Zorich got a scholarship to attend the University of Notre Dame. At South Bend, he helped Notre Dame win a national championship as a freshman in 1988. Zorich became a two-time All-American and was named as the United Press International Lineman of the Year in 1989. He was the captain in his senior year while helping the Irish win a record 23 straight games.
“When we added (head coach) Lou Holtz, you had a lot of players who had gone through these terrible losses. So somehow, Lou Holtz was able to combine these older guys with these new young kids who had no idea about what losing is and bringing this new aggressive attitude to Notre Dame. We wound up having this reputation of being the bad boys of college football for a while.

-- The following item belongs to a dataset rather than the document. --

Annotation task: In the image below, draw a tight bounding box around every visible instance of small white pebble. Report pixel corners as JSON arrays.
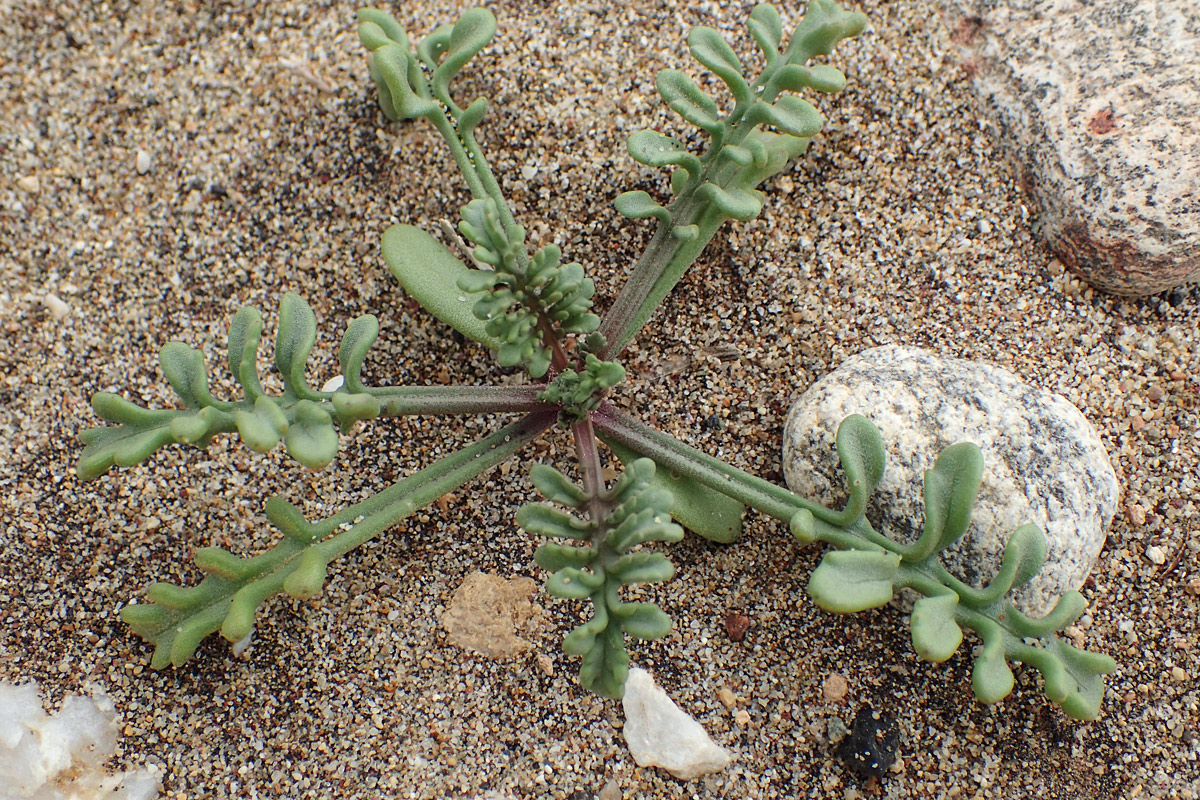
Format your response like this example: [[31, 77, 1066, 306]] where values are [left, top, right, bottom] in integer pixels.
[[136, 149, 153, 174], [17, 175, 39, 193], [231, 632, 253, 657], [43, 293, 70, 319], [1146, 545, 1166, 565], [321, 375, 345, 393]]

That was our style of play and that wound up turning things around,” Zorich said.
He graduated from Notre Dame with a Bachelor of Arts degree in American Studies in 1991. Zorich was drafted by his hometown Chicago Bears in that same year in the second round. He spent his first six seasons with the Bears before finishing the final year of his career with the Washington Football Team. During Zorich’s NFL career, he started law school as he was taking classes at night. Eventually, the six foot one and 282-pound defensive tackle received his Juris Doctor degree after his career ended.
“For me, I wanted to do more and I thought more was going to law school and wanted to become this great Civil Rights attorney. I got to law and realized that wasn’t my cup of tea. I love me some lawyers and went through the whole process. I loved the practice and the idea of thinking in a different way,” he said.
Zorich worked as a partner at a law firm and was the athletic director at Prairie State College and Chicago State University. Additionally, he has his own podcast called The Zorich Podcast. For Zorich, it was about having a plan after football.
“There’s so many seminars and entrepreneurial opportunities for players now and they should take advantage of it. Having a chance to participate in athletics, I thought was important because I wanted student athletes to learn from my experience. One of my mentors explained to me that if you always give the student athletes opportunities, then they’ll be successful.”